A Central Michigan University graduate, Dupuie, 59, of Riverdale, worked for Playbuoy (now Avalon & Tahoe of Alma) in accounting, finance and sales before leaving to buy his own company.
Another expansion might be in the future for Apex, as Dupuie recently acquired Polar Kraft of Syracuse, Indiana, and may move production to the St. Louis facility. Polar Kraft makes 600 fishing boats a year and has 30 employees, Dupuie said.
Dupuie was at the city council meeting Tuesday to see a tax break on the addition approved unanimously. Property taxes on the $320,000 addition will be reduced by 50 percent for the next 12 years..
Although no sitting council member questioned the tax break, Councilman-elect Roger Collison, who will officially assume the position next month, took issue with it.
“With the tax assessment we have on residents would it be prudent to give tax exemptions to businesses during that time?” he said. “Nobody is more excited than me to have business and jobs in the city. I’m not trying to be negative about that. I probably wouldn’t even question it at all had there not been a tax assessment on residents. I guess I’m just saying, Can we afford it? Can we afford that exemption?”

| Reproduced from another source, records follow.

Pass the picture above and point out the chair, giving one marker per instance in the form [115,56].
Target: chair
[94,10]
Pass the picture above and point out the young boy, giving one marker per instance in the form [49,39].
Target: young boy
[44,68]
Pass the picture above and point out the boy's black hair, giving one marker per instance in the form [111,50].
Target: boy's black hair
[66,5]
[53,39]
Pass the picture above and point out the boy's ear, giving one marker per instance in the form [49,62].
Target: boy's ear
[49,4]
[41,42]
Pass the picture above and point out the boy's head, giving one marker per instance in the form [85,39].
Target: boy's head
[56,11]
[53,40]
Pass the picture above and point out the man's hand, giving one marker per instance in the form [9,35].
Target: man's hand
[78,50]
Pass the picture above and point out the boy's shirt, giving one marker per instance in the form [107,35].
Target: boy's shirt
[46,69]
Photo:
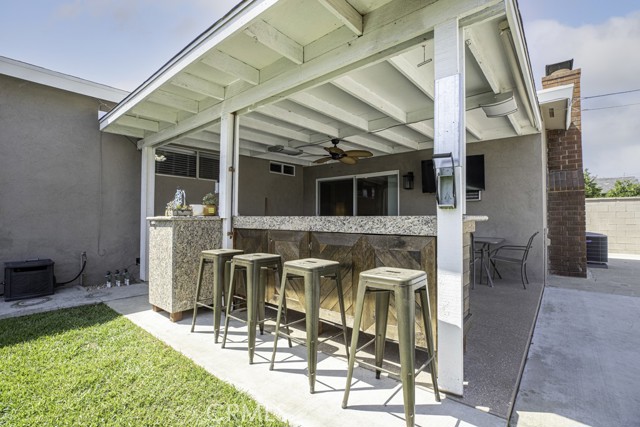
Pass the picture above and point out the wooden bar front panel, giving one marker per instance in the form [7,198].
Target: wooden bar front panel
[356,253]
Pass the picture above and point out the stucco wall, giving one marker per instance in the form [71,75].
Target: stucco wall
[264,193]
[513,200]
[619,219]
[65,187]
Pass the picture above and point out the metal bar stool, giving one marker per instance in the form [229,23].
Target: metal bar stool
[221,259]
[256,266]
[310,270]
[404,284]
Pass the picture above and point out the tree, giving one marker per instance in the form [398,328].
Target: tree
[624,188]
[591,189]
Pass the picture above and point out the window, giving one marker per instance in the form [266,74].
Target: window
[188,163]
[361,195]
[282,168]
[208,166]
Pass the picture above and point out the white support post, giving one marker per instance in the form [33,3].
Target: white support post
[450,138]
[229,155]
[147,200]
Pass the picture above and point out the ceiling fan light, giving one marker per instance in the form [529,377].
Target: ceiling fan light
[284,150]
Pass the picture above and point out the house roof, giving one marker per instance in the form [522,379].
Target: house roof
[43,76]
[300,72]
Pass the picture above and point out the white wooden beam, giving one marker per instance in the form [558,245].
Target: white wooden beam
[421,77]
[174,101]
[368,96]
[398,138]
[198,85]
[367,142]
[280,113]
[211,38]
[399,33]
[423,128]
[230,65]
[228,176]
[276,41]
[190,142]
[137,123]
[475,47]
[449,138]
[147,201]
[327,108]
[125,130]
[253,122]
[262,138]
[206,136]
[149,110]
[346,13]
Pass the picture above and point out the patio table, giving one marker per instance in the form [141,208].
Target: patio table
[486,242]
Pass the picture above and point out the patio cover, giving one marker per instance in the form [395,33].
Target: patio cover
[389,76]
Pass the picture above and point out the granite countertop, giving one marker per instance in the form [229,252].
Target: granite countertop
[391,225]
[184,218]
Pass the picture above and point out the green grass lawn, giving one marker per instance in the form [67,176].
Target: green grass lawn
[89,366]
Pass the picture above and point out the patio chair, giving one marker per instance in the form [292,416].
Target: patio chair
[515,254]
[475,257]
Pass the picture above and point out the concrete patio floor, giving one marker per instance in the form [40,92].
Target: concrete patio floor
[285,390]
[580,370]
[582,367]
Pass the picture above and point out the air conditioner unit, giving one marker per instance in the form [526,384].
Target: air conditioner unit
[28,279]
[597,248]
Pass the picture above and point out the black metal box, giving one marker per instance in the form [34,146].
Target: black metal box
[28,279]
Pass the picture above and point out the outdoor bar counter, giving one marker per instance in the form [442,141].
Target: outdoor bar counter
[175,244]
[358,243]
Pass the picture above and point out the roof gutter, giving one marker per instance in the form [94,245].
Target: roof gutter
[236,19]
[514,42]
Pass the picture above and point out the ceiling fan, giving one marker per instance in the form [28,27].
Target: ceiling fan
[349,157]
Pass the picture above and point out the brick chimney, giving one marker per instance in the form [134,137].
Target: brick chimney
[565,183]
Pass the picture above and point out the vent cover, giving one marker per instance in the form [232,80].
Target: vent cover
[597,248]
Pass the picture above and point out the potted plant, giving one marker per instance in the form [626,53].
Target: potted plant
[210,202]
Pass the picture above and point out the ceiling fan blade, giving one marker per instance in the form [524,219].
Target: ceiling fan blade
[349,160]
[358,153]
[322,160]
[334,150]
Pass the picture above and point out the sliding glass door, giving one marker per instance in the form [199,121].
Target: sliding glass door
[360,195]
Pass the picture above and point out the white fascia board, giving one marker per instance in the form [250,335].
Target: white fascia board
[43,76]
[233,22]
[515,24]
[558,93]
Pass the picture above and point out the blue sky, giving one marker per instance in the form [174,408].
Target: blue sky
[122,42]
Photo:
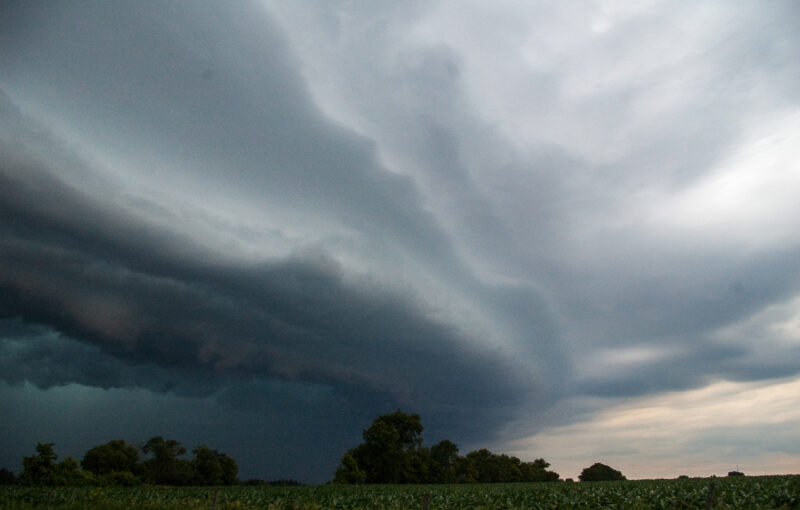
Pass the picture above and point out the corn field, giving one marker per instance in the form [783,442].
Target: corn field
[782,492]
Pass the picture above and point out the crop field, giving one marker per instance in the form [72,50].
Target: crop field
[726,493]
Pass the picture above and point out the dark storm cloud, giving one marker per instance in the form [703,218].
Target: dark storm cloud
[95,274]
[477,215]
[142,303]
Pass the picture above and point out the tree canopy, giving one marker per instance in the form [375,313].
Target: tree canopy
[598,472]
[392,452]
[117,463]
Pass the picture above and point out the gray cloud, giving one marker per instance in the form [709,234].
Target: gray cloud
[477,216]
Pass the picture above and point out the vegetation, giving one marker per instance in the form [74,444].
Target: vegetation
[116,463]
[392,452]
[598,472]
[774,492]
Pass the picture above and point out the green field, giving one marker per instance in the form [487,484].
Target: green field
[728,493]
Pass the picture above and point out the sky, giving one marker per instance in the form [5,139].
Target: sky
[559,230]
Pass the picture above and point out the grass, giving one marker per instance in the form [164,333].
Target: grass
[781,492]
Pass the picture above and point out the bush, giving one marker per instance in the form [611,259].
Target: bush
[598,472]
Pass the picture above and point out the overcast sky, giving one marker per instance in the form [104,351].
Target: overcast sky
[554,229]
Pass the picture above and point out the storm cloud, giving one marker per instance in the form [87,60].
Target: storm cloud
[293,217]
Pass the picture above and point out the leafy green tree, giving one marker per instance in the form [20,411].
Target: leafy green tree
[444,461]
[390,452]
[114,456]
[598,472]
[165,467]
[39,469]
[349,471]
[7,477]
[211,467]
[42,469]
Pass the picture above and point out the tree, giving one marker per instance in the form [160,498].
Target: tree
[42,469]
[390,451]
[444,460]
[7,477]
[349,471]
[211,467]
[114,456]
[598,472]
[165,468]
[39,469]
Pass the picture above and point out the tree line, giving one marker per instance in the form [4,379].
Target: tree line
[117,463]
[392,452]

Mayor Pro-tem Melissa Allen responded to Collison: “It is a tradeoff of bringing employment here. (Apex Marine) is a business that’s growing, and we want to encourage them to stay here. They’re still paying some tax revenue on their addition. And it’s just an overall positive. It’s part of our ability to encourage them and to be thankful that they’re here and doing a good job.”